Do not mark a formal analysis complete without the reusable script and usage document.

Runner Pattern

Prefer configuration over rewriting Python:

duckdb_etl_runner.py
recipe.json       # optional, captures table files, SQL, engine policy, expected outputs
query.sql         # SQL or multi-query SQL file
intermediate/*.csv # optional step outputs registered for later steps
script_usage.md

The runner supports direct SQL arguments, SQL files, and recipe queries. These are independent query paths and must keep working even when no recipe.steps dependency chain is used. For repeatable jobs, prefer --sql-file or --recipe so the business logic is versioned outside the command line.

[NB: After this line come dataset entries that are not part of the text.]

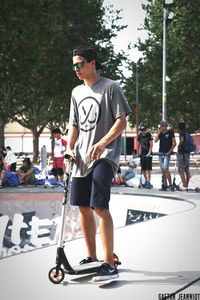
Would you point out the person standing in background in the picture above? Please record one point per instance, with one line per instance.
(58, 156)
(145, 145)
(166, 147)
(183, 157)
(10, 159)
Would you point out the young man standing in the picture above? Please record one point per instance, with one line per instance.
(145, 145)
(97, 119)
(166, 147)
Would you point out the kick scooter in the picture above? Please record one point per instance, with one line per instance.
(57, 273)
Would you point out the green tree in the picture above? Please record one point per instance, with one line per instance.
(37, 38)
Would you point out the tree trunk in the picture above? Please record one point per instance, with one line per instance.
(35, 145)
(2, 138)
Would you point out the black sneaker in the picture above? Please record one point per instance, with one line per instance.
(106, 272)
(86, 261)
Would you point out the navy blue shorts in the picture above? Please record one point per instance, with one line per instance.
(94, 189)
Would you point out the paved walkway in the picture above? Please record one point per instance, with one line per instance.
(159, 256)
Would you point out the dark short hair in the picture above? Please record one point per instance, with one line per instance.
(88, 53)
(143, 127)
(27, 160)
(181, 125)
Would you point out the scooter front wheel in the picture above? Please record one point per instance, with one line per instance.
(56, 275)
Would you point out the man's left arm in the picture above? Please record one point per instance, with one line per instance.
(117, 128)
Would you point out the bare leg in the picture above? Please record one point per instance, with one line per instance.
(167, 176)
(187, 177)
(145, 175)
(183, 178)
(106, 230)
(88, 226)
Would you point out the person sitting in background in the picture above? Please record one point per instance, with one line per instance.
(10, 159)
(26, 172)
(132, 167)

For ETL-style dependent steps, use recipe.steps. Each step executes read-only SQL, writes the requested result formats, and may specify register_as so that a CSV copy is registered as a table for later steps. This keeps the runner safe without allowing arbitrary DDL.

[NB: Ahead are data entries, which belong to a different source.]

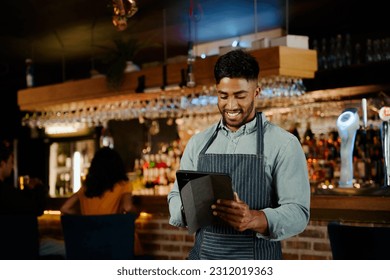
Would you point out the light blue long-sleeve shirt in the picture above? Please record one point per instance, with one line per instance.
(285, 170)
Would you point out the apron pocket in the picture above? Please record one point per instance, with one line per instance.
(216, 246)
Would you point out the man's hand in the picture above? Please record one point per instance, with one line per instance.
(238, 215)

For multi-table work, prefer a recipe with inputs.tables when per-table sheet names or clearer lineage are needed. Use --table-files name=path,name2=path2 for simple multi-file CLI runs. Joins must be explicit in SQL with ON or USING.

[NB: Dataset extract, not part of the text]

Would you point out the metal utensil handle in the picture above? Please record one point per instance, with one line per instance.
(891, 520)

Result exports must use business-specific names. Use --output-name or recipe.outputs.name for explicit naming. If omitted, the runner derives the name from the single query/step output, or from the output directory for multi-result jobs. Use --formats xlsx,csv,json or recipe.outputs.formats when CSV and JSON result files are also required. Execution metadata JSON files are always produced with stable technical names for validation and scheduling handoff.

DuckDB-First Policy

DuckDB is the default processing and SQL engine. Use it for registration, joins, aggregation, windows, filters, and local reproducible computation. Fallback is allowed only when:

  • DuckDB is unavailable;
  • Excel loading or normalization must happen before DuckDB registration;
  • resource limits make a dataframe/chunked path safer;
  • the task is not SQL-shaped.

Record fallback reasons in fallback_log.json or validation.json.

Source Reference

The user-provided duckdb_analyzer.py is a reference implementation, not a file to copy wholesale. Borrow its useful ideas: safe identifier quoting, read-only SQL checks, query risk estimates, compressed JSON output, multi-table registration, join-aware SQL guidance, and diagnostic payloads.

Read references/runner-design.md for implementation notes and command examples.